Assets / Technologies (LOD) |
Distance |
CPU skinning, 8 inf, 260 joints, 230 blendshapes, tangent update, 5k  tris across multiple meshes | 0-4m |
CPU skinning, 8 inf, 260 joints, 3-5k across multiple meshes with small face parts culled | 4-7m |
GPU skinning, 4 inf, 70 joints, 2k mesh with integrated eyes | 7-10m |
GPU skinning , 4 inf, <10 joints, <1k mesh | 10m+ |
Here’s a different table showing the face mesh parts that we culled and when:
Distance | Face parts |
4m | Eyebrow meshes replaced, baked into facial texture |
3m | Eyelash geometry culled |
3m | Eye AO ‘overlay’ layer culled |
4m | Eye balls removed, replaced with baked in eyes in head mesh |
2m | Eye ‘water’ miniscus culled |
3m | Eye tearduct culled |
3m | Teeth swapped for built-in mesh |
3m | Tongue swapped for built-in mesh |
Why isn’t this standard?
Because it’s very difficult and very complicated, there aren’t so many people in that can pull something like this off. On Ryse we partnered with my friend Vlad at 3Lateral, after 4 months working on the initial Marius facial prototype, he and his team were able to deliver 23 more facial rigs at the same fidelity in just under three months!
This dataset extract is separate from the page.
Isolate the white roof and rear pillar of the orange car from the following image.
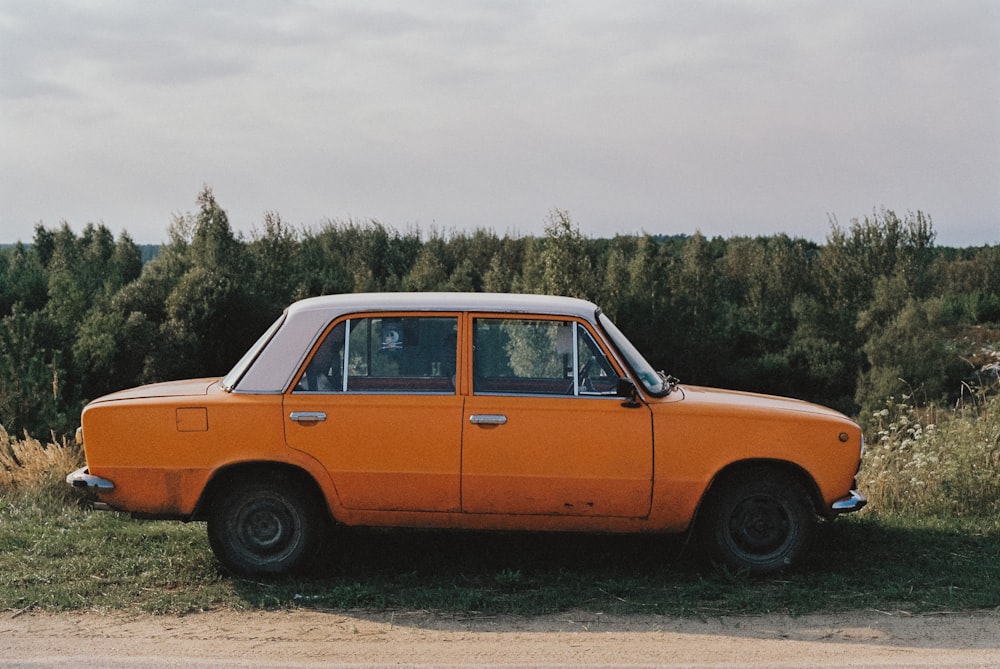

But also, there’s the whole discussion about whether the time and effort spent on that last 5% really pays off in the end. Why not just use PS3 facial rigs on all platforms and spend a little more on marketing? It’s happening! And those guys probably aren’t going bankrupt any time soon.. ¬.¬
I am insanely proud of what the team accomplished on Ryse. Facial rigging is nothing without a great bunch of artists, programmers, animators, etc. Here’s some good moments where the performances really come through, these are all the in-game meshes and rigs:
DISCLAIMER: All of the info above and more is publicly available in our SIGGRAPH 2014 course notes.